Así enriquecidos, a partir del siglo IV los tarentinos prefirieron pagar a otros para que libraran sus guerras. En el año 333 llamaron al rey del Epiro, allende el mar Jónico, para que los ayudara en su lucha contra los pueblos montañeses. Este rey, llamado Alejandro como su cuñado el Grande, fue derrotado y murió poco después. Más adelante reclamaron a Cleónimo, mercenario espartano con quien acabaron mal, y a Agatocles, tirano de Siracusa, que obtuvo algunos éxitos militares, pero que no tardó en volver a Sicilia.
Lo que estaban haciendo los ciudadanos de Turios era lo mismo que Tarento: buscar ayuda externa, en este caso de los romanos. Pero la presencia de éstos tan cerca preocupó a los tarentinos.

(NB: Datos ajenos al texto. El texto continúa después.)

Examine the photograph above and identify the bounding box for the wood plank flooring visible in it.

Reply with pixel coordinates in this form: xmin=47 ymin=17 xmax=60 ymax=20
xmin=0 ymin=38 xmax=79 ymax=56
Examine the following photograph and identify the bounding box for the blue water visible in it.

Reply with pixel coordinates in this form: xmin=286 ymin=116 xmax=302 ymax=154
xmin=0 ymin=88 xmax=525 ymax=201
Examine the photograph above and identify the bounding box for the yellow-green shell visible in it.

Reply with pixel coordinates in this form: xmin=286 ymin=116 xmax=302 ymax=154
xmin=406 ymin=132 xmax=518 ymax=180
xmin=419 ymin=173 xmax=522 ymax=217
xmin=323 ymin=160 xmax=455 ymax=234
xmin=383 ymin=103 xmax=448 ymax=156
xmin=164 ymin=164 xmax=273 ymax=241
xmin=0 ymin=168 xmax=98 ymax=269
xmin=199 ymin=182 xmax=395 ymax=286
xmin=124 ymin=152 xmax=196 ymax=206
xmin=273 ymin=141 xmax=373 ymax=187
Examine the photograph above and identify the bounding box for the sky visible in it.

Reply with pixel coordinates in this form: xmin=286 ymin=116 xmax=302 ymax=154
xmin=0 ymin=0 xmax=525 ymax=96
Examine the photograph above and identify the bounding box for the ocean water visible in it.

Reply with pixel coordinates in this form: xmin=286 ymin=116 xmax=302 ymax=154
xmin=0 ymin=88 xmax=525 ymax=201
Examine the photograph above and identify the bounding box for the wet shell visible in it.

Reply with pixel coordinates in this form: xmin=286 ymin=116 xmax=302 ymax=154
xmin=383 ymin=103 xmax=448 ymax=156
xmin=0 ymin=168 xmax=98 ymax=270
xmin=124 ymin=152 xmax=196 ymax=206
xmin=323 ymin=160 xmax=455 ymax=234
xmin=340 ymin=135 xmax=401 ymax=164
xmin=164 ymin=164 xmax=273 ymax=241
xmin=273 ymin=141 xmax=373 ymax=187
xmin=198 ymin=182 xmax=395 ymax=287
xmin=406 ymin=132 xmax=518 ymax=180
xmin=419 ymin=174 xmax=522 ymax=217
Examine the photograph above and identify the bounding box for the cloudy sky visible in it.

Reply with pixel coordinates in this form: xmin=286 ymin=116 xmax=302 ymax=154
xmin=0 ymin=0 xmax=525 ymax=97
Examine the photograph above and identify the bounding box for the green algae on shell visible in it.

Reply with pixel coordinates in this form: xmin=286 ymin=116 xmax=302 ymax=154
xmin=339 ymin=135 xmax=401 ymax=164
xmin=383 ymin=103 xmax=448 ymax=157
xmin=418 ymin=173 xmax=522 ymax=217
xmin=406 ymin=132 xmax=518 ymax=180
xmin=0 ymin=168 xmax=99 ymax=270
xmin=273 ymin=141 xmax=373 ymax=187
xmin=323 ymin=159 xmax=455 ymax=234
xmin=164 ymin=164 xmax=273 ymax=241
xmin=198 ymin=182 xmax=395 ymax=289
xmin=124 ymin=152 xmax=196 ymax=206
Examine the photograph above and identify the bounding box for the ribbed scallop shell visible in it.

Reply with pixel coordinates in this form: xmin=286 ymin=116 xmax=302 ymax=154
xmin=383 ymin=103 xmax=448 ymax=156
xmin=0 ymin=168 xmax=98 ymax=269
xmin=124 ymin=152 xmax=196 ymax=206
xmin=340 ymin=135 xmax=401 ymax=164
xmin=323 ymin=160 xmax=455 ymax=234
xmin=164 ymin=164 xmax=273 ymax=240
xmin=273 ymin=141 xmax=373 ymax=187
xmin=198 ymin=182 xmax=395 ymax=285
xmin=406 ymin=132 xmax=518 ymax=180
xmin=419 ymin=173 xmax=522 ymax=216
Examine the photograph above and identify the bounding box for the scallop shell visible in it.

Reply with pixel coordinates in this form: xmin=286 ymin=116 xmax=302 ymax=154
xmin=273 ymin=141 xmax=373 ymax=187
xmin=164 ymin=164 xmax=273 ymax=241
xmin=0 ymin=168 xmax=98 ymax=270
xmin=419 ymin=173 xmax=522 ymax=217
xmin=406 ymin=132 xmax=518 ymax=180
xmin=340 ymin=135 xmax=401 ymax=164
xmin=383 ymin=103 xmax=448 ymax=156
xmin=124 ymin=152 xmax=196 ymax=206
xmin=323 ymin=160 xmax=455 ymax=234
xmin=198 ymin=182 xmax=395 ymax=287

Una de las razones era que, a la sazón, en Tarento dominaba la facción democrática, mientras que en Turios gobernaban los oligarcas. Como comentamos a raíz del caso de Neápolis, los romanos solían favorecer a los oligarcas y reprimir a los demócratas, lo que nos dice bastante sobre la verdadera naturaleza de la República.
Las hostilidades empezaron en 282, cuando un almirante llamado Lucio Valerio apareció en las inmediaciones de Tarento con unas cuantas naves. Se supone que esperaba ser recibido en términos amistosos, pero no fue así.
Los tarentinos estaban celebrando las fiestas de Dioniso y homenajeaban al dios con su invento más popular: el vino. Al avistar a los romanos, se hicieron a la mar algo embravuconados por la bebida y les hundieron varios barcos. Después fueron más allá, navegaron hasta Turios y expulsaron a la guarnición que había dejado el cónsul Fabricio.
Por el momento, Roma se lo tomó con cierta calma. En lugar de mandar legiones, prefirió recurrir a la diplomacia y envió a Lucio Postumio a la cabeza de una embajada. La misión no salió bien. Postumio se dirigió a los tarentinos en griego. Con el tiempo, muchos nobles romanos aprenderían este idioma a la perfección, pero por ahora no era así. Postumio hablaba con un acento que a ellos les sonaba bárbaro y cometía muchos errores gramaticales, así que se carcajearon de él.
Para colmo, un individuo más insolente que los demás le manchó la toga; tal vez con algo más asqueroso que con polvo, pero los textos no son muy claros. Eso multiplicó el regocijo de la multitud.
La contestación de Postumio fue muy romana: «¡Reíd mientras podáis! Pues vais a llorar mucho más tiempo cuando lavéis la mancha de mi toga con sangre».
Los tarentinos se tomaron la amenaza lo bastante en serio como para buscar ayuda. Y lo hicieron, de nuevo, al otro lado del mar Jónico. A la misma latitud que el tacón de la bota se hallaba el reino del Epiro, y recurrieron a su monarca, Pirro.